Traditional conditioning models are trained based on a single fixed policy. When this policy changes, the model must be retrained or replaced. gpt-oss-safeguard reverses this relationship. It takes a developer-written policy as input along with user content and then reasoning step-by-step to decide whether the content violates the policy. This turns security into a prompt and assessment task, better suited for rapidly changing or domain-specific harms such as fraud, creatures, self-harm, or game-specific abuse.
The same model as OpenAI’s internal secure inference engine
OpenAI stated that gpt-oss-safeguard is an open weight implementation of the secure inference engine and is used internally across systems such as GPT 5, ChatGPT Agent, and Sora 2. In production, OpenAI already runs small high-recall filters first and then upgrades uncertain or sensitive items to inference models, with up to 16% of total compute going to safe inference in recent releases. The open version enables external teams to reproduce this defense-in-depth model without guessing how the OpenAI stack works.
Model size and hardware adaptation
The large model gpt-oss-safeguard-120b has 117B parameters and 5.1B active parameters, and is sized to fit on a single 80GB H100-class GPU. The smaller gpt-oss-safeguard-20b has 21B parameters and 3.6B active parameters and targets lower latency or smaller GPUs, including 16GB settings. Both models were trained on a harmonic response format, so the cues had to follow that structure or the results would be degraded. The license is Apache 2.0, which is the same as the parent gpt-oss model, thus allowing commercial on-premises deployment.


Assessment results
OpenAI evaluated the model on internal multi-strategy tests and on public datasets. In terms of multi-policy accuracy, where the model must correctly apply multiple policies simultaneously, gpt-oss-safeguard and OpenAI’s internal safety reasoner outperformed gpt-5-thinking and the open gpt-oss baseline. On the 2022 review dataset, the new model slightly outperformed gpt-5-thinking and the in-house Safety Reasoner, but OpenAI noted that the gap was not statistically significant and should not be oversold. On ToxicChat, the internal Safety Reasoner still leads, followed closely by gpt-oss-safeguard. This puts the open model within competition for real audit tasks.
Recommended deployment modes
OpenAI makes it clear that pure inference on every request is expensive. The recommended setup is to run a small, fast, high-recall classifier on all traffic, then only send uncertain or sensitive content to gpt-oss-safeguard, and run the reasoner asynchronously when the user experience requires a fast response. This mirrors OpenAI’s own production guidelines and reflects the fact that dedicated task-specific classifiers can still win when large, high-quality labeled datasets exist.
Main points
- gpt-oss-safeguard is a research preview of two open-weight safe inference models, 120b and 20b, which use developer-provided policies to classify content at inference time, so policy changes do not require retraining.
- These models implement the same safe inferencer mode used by OpenAI inside GPT 5, ChatGPT Agent, and Sora 2, where a first fast filter only routes risky or ambiguous content to slower inference models.

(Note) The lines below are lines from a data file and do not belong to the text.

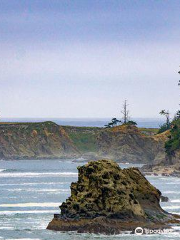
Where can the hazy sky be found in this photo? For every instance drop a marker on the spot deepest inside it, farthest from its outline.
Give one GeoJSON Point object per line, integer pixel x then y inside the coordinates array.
{"type": "Point", "coordinates": [83, 58]}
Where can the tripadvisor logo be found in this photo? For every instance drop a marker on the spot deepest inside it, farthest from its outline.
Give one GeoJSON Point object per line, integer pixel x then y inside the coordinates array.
{"type": "Point", "coordinates": [141, 231]}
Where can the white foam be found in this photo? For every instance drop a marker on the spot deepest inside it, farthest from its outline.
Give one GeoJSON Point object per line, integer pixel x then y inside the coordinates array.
{"type": "Point", "coordinates": [32, 174]}
{"type": "Point", "coordinates": [176, 200]}
{"type": "Point", "coordinates": [27, 212]}
{"type": "Point", "coordinates": [38, 183]}
{"type": "Point", "coordinates": [171, 207]}
{"type": "Point", "coordinates": [169, 192]}
{"type": "Point", "coordinates": [31, 204]}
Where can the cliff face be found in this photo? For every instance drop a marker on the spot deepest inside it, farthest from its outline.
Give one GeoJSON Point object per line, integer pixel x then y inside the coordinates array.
{"type": "Point", "coordinates": [127, 144]}
{"type": "Point", "coordinates": [49, 140]}
{"type": "Point", "coordinates": [107, 199]}
{"type": "Point", "coordinates": [34, 141]}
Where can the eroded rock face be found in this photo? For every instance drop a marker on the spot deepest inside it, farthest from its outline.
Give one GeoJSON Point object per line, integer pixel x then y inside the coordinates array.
{"type": "Point", "coordinates": [35, 141]}
{"type": "Point", "coordinates": [106, 194]}
{"type": "Point", "coordinates": [126, 143]}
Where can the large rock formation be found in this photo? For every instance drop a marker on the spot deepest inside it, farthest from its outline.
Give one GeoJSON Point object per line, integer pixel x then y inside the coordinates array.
{"type": "Point", "coordinates": [127, 143]}
{"type": "Point", "coordinates": [107, 199]}
{"type": "Point", "coordinates": [35, 141]}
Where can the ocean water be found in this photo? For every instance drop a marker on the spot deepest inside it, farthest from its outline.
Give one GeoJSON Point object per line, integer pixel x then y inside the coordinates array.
{"type": "Point", "coordinates": [89, 122]}
{"type": "Point", "coordinates": [31, 192]}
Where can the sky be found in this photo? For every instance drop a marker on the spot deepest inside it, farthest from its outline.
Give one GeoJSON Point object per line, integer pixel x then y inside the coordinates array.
{"type": "Point", "coordinates": [83, 58]}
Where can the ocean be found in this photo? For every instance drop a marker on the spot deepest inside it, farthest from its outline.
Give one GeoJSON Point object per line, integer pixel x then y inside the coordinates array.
{"type": "Point", "coordinates": [89, 122]}
{"type": "Point", "coordinates": [31, 192]}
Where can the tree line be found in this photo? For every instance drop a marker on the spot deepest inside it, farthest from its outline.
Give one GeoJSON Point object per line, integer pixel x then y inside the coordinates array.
{"type": "Point", "coordinates": [125, 118]}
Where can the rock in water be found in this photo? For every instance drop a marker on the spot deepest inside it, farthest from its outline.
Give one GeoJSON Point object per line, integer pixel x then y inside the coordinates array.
{"type": "Point", "coordinates": [108, 199]}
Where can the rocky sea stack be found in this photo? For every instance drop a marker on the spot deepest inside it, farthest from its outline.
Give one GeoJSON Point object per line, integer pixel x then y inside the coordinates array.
{"type": "Point", "coordinates": [107, 199]}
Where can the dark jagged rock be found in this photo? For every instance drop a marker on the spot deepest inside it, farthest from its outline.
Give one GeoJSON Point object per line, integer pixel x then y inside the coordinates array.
{"type": "Point", "coordinates": [164, 199]}
{"type": "Point", "coordinates": [107, 199]}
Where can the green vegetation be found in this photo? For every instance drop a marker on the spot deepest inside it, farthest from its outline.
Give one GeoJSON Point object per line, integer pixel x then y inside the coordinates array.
{"type": "Point", "coordinates": [149, 131]}
{"type": "Point", "coordinates": [166, 126]}
{"type": "Point", "coordinates": [173, 143]}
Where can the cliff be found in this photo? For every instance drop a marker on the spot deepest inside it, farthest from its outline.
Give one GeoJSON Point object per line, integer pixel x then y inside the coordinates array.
{"type": "Point", "coordinates": [126, 143]}
{"type": "Point", "coordinates": [107, 199]}
{"type": "Point", "coordinates": [48, 140]}
{"type": "Point", "coordinates": [35, 141]}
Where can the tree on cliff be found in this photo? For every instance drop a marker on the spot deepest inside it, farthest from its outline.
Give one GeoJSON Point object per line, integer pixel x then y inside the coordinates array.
{"type": "Point", "coordinates": [167, 115]}
{"type": "Point", "coordinates": [114, 122]}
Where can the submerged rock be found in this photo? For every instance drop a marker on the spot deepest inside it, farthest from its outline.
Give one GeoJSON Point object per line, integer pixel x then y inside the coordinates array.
{"type": "Point", "coordinates": [108, 199]}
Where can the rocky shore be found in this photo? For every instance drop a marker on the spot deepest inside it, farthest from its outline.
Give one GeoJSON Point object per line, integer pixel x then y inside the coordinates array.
{"type": "Point", "coordinates": [107, 199]}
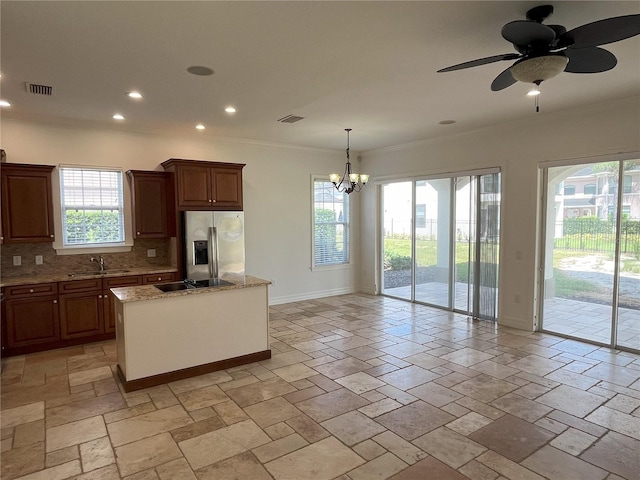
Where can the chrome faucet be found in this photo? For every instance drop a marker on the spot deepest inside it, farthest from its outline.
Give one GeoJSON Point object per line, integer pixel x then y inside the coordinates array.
{"type": "Point", "coordinates": [100, 262]}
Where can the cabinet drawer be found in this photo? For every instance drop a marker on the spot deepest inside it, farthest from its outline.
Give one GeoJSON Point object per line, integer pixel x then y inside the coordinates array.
{"type": "Point", "coordinates": [80, 285]}
{"type": "Point", "coordinates": [34, 290]}
{"type": "Point", "coordinates": [122, 282]}
{"type": "Point", "coordinates": [159, 277]}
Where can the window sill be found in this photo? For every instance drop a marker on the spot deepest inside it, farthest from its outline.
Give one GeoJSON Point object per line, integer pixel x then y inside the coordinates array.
{"type": "Point", "coordinates": [93, 249]}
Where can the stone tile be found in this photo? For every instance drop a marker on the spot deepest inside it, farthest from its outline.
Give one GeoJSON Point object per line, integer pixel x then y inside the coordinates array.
{"type": "Point", "coordinates": [221, 444]}
{"type": "Point", "coordinates": [84, 408]}
{"type": "Point", "coordinates": [380, 467]}
{"type": "Point", "coordinates": [414, 420]}
{"type": "Point", "coordinates": [294, 372]}
{"type": "Point", "coordinates": [342, 368]}
{"type": "Point", "coordinates": [323, 460]}
{"type": "Point", "coordinates": [202, 397]}
{"type": "Point", "coordinates": [22, 461]}
{"type": "Point", "coordinates": [307, 428]}
{"type": "Point", "coordinates": [435, 394]}
{"type": "Point", "coordinates": [148, 425]}
{"type": "Point", "coordinates": [352, 427]}
{"type": "Point", "coordinates": [573, 441]}
{"type": "Point", "coordinates": [466, 357]}
{"type": "Point", "coordinates": [242, 467]}
{"type": "Point", "coordinates": [402, 449]}
{"type": "Point", "coordinates": [88, 376]}
{"type": "Point", "coordinates": [449, 447]}
{"type": "Point", "coordinates": [196, 429]}
{"type": "Point", "coordinates": [280, 447]}
{"type": "Point", "coordinates": [331, 404]}
{"type": "Point", "coordinates": [408, 377]}
{"type": "Point", "coordinates": [615, 453]}
{"type": "Point", "coordinates": [360, 382]}
{"type": "Point", "coordinates": [59, 472]}
{"type": "Point", "coordinates": [572, 400]}
{"type": "Point", "coordinates": [175, 470]}
{"type": "Point", "coordinates": [616, 421]}
{"type": "Point", "coordinates": [271, 411]}
{"type": "Point", "coordinates": [512, 437]}
{"type": "Point", "coordinates": [521, 407]}
{"type": "Point", "coordinates": [260, 391]}
{"type": "Point", "coordinates": [469, 423]}
{"type": "Point", "coordinates": [557, 465]}
{"type": "Point", "coordinates": [146, 453]}
{"type": "Point", "coordinates": [429, 468]}
{"type": "Point", "coordinates": [507, 468]}
{"type": "Point", "coordinates": [75, 433]}
{"type": "Point", "coordinates": [96, 454]}
{"type": "Point", "coordinates": [23, 414]}
{"type": "Point", "coordinates": [28, 433]}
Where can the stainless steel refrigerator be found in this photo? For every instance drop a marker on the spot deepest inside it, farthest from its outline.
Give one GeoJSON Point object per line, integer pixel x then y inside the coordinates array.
{"type": "Point", "coordinates": [213, 244]}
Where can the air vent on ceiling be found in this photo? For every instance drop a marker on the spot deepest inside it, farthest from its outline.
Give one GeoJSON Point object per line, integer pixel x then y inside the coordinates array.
{"type": "Point", "coordinates": [290, 119]}
{"type": "Point", "coordinates": [39, 89]}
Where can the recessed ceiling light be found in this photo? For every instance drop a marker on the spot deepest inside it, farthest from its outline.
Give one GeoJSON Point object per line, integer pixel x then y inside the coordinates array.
{"type": "Point", "coordinates": [200, 70]}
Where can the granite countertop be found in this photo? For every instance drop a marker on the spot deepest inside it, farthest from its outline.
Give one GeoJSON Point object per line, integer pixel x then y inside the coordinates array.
{"type": "Point", "coordinates": [62, 277]}
{"type": "Point", "coordinates": [149, 292]}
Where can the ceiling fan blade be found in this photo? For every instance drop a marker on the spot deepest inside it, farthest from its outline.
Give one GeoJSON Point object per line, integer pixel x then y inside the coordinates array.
{"type": "Point", "coordinates": [481, 61]}
{"type": "Point", "coordinates": [602, 32]}
{"type": "Point", "coordinates": [524, 32]}
{"type": "Point", "coordinates": [589, 60]}
{"type": "Point", "coordinates": [502, 81]}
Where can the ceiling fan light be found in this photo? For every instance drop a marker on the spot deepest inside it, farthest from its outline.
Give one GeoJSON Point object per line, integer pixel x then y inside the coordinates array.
{"type": "Point", "coordinates": [537, 69]}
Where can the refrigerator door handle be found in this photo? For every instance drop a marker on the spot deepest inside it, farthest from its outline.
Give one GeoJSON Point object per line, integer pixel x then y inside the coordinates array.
{"type": "Point", "coordinates": [213, 258]}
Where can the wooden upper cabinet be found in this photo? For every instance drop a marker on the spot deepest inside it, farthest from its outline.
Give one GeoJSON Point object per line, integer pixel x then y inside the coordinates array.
{"type": "Point", "coordinates": [27, 206]}
{"type": "Point", "coordinates": [206, 185]}
{"type": "Point", "coordinates": [152, 204]}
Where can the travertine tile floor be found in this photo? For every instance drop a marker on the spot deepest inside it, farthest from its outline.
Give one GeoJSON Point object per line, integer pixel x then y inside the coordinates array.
{"type": "Point", "coordinates": [359, 387]}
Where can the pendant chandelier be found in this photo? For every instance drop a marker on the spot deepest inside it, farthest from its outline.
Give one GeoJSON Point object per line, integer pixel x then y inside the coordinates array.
{"type": "Point", "coordinates": [350, 182]}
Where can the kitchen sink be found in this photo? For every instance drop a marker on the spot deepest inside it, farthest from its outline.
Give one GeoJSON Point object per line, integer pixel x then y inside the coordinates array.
{"type": "Point", "coordinates": [97, 272]}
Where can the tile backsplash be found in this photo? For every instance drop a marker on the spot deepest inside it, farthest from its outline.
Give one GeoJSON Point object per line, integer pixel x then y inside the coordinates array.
{"type": "Point", "coordinates": [53, 263]}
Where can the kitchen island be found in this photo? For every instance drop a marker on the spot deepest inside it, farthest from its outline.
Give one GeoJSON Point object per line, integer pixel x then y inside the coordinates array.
{"type": "Point", "coordinates": [168, 336]}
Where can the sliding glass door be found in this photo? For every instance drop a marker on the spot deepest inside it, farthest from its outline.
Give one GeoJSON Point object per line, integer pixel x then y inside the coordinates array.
{"type": "Point", "coordinates": [591, 254]}
{"type": "Point", "coordinates": [440, 242]}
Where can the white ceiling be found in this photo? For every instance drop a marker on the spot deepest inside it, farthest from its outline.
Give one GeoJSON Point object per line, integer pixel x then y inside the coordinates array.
{"type": "Point", "coordinates": [370, 66]}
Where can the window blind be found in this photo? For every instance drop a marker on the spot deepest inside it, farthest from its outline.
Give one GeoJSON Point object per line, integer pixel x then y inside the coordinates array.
{"type": "Point", "coordinates": [92, 206]}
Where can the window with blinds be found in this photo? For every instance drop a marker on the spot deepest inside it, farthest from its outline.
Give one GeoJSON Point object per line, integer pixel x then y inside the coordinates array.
{"type": "Point", "coordinates": [331, 235]}
{"type": "Point", "coordinates": [92, 206]}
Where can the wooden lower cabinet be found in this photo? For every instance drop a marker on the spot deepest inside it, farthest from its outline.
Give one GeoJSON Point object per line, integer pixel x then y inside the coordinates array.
{"type": "Point", "coordinates": [31, 322]}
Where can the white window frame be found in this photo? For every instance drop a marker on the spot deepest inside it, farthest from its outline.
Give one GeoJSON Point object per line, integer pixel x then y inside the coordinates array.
{"type": "Point", "coordinates": [346, 226]}
{"type": "Point", "coordinates": [91, 248]}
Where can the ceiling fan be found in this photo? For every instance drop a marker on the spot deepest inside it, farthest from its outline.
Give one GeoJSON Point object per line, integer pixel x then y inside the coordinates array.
{"type": "Point", "coordinates": [545, 51]}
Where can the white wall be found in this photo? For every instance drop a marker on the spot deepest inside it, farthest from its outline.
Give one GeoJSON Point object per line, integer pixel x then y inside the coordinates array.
{"type": "Point", "coordinates": [277, 191]}
{"type": "Point", "coordinates": [519, 149]}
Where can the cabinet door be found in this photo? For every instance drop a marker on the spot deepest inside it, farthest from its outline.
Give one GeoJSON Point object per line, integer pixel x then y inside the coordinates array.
{"type": "Point", "coordinates": [31, 321]}
{"type": "Point", "coordinates": [227, 188]}
{"type": "Point", "coordinates": [27, 208]}
{"type": "Point", "coordinates": [150, 205]}
{"type": "Point", "coordinates": [81, 314]}
{"type": "Point", "coordinates": [194, 186]}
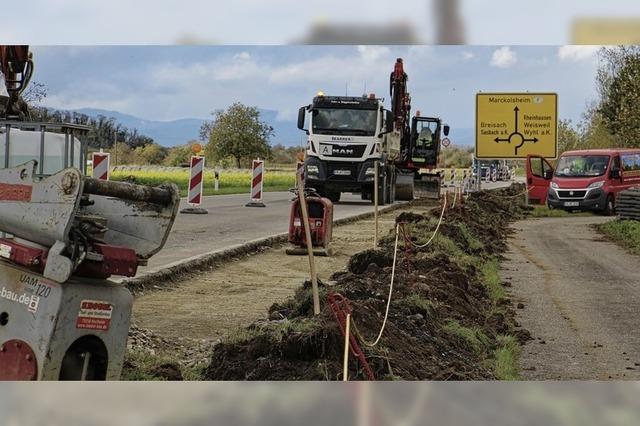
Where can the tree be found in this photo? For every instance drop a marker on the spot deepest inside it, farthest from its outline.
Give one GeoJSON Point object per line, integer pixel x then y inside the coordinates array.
{"type": "Point", "coordinates": [239, 133]}
{"type": "Point", "coordinates": [619, 87]}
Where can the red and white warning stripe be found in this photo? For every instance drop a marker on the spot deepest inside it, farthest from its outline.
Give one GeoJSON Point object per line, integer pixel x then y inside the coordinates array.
{"type": "Point", "coordinates": [196, 181]}
{"type": "Point", "coordinates": [300, 170]}
{"type": "Point", "coordinates": [101, 162]}
{"type": "Point", "coordinates": [257, 181]}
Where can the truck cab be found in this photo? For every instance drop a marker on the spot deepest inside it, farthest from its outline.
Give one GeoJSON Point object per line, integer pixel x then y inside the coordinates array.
{"type": "Point", "coordinates": [346, 135]}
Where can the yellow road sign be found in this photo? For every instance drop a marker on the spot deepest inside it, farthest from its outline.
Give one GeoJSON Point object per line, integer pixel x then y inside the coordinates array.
{"type": "Point", "coordinates": [513, 125]}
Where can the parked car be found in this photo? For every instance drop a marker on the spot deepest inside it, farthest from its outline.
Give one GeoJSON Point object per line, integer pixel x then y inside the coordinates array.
{"type": "Point", "coordinates": [583, 180]}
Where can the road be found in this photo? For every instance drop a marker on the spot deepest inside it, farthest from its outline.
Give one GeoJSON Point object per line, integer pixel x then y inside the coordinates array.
{"type": "Point", "coordinates": [230, 223]}
{"type": "Point", "coordinates": [579, 296]}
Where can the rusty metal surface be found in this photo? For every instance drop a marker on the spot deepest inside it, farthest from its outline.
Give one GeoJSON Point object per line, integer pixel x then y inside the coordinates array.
{"type": "Point", "coordinates": [17, 361]}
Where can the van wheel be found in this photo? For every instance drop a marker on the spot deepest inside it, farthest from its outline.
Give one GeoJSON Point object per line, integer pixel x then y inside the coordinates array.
{"type": "Point", "coordinates": [610, 208]}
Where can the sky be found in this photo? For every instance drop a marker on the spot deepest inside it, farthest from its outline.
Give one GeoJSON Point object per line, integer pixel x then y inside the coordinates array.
{"type": "Point", "coordinates": [172, 82]}
{"type": "Point", "coordinates": [273, 22]}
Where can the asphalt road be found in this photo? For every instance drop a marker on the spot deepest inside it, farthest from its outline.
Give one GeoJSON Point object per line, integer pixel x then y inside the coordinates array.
{"type": "Point", "coordinates": [581, 301]}
{"type": "Point", "coordinates": [230, 223]}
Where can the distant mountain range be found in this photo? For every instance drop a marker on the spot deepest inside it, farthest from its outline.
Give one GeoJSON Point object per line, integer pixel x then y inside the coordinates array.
{"type": "Point", "coordinates": [178, 132]}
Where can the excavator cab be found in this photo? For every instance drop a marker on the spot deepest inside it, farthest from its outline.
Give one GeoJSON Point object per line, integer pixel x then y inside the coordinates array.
{"type": "Point", "coordinates": [425, 141]}
{"type": "Point", "coordinates": [424, 151]}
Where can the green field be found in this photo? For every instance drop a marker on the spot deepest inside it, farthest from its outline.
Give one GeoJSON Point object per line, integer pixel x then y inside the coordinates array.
{"type": "Point", "coordinates": [231, 181]}
{"type": "Point", "coordinates": [624, 232]}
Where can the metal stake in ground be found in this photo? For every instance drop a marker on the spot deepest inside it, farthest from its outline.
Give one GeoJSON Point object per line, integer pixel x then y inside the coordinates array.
{"type": "Point", "coordinates": [307, 234]}
{"type": "Point", "coordinates": [257, 183]}
{"type": "Point", "coordinates": [376, 169]}
{"type": "Point", "coordinates": [196, 180]}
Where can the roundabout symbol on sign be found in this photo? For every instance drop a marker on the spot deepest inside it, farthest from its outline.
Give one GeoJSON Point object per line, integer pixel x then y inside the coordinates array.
{"type": "Point", "coordinates": [516, 137]}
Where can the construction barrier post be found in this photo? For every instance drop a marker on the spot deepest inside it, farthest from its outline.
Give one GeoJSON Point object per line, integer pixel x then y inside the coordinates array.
{"type": "Point", "coordinates": [196, 184]}
{"type": "Point", "coordinates": [257, 184]}
{"type": "Point", "coordinates": [100, 161]}
{"type": "Point", "coordinates": [376, 169]}
{"type": "Point", "coordinates": [347, 336]}
{"type": "Point", "coordinates": [307, 234]}
{"type": "Point", "coordinates": [299, 171]}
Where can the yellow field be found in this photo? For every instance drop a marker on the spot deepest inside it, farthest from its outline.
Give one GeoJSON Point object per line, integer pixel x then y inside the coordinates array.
{"type": "Point", "coordinates": [231, 181]}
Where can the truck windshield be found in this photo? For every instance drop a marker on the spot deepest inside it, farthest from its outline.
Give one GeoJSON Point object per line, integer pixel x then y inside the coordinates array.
{"type": "Point", "coordinates": [354, 122]}
{"type": "Point", "coordinates": [582, 165]}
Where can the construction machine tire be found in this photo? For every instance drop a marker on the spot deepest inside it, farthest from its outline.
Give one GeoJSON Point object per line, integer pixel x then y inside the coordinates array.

- Both models are fine-tuned based on gpt-oss, maintaining the harmonious response format, and resized for real-world deployments, the 120b model is suitable for a single H100-class GPU, the 20b model is targeted at 16GB-class hardware, and both are Apache 2.0 on Hugging Face.
- On the internal multi-policy evaluation and 2022 audit datasets, the assurance model outperformed the gpt-5-thinking and gpt-oss baselines, but OpenAI noted that the small gap compared to the internal Safety Reasoner was not statistically significant.
- OpenAI recommends using these models in a hierarchical review pipeline, combined with community resources such as ROOST, so that the platform can express custom taxonomies, review thought chains, and update policies without touching weights.
OpenAI is taking an internal security model and making it replicable, which is the most important part of this release. The models are open weight, policy conditional and Apache 2.0 so the platform can eventually apply its own taxonomies rather than accepting fixed labels. The fact that gpt-oss-safeguard matched and sometimes slightly outperformed the in-house safety reasoner on the 2022 audit dataset while outperforming gpt-5-thinking in multi-policy accuracy by a non-statistically significant margin suggests that this approach is already available. The recommended tiered deployment is realistic for production.

Michal Sutter is a data science professional with a master’s degree in data science from the University of Padua. With a strong foundation in statistical analysis, machine learning, and data engineering, Michal excels at transforming complex data sets into actionable insights.
🙌 FOLLOW MARKTECHPOST: Add us as your go-to source on Google.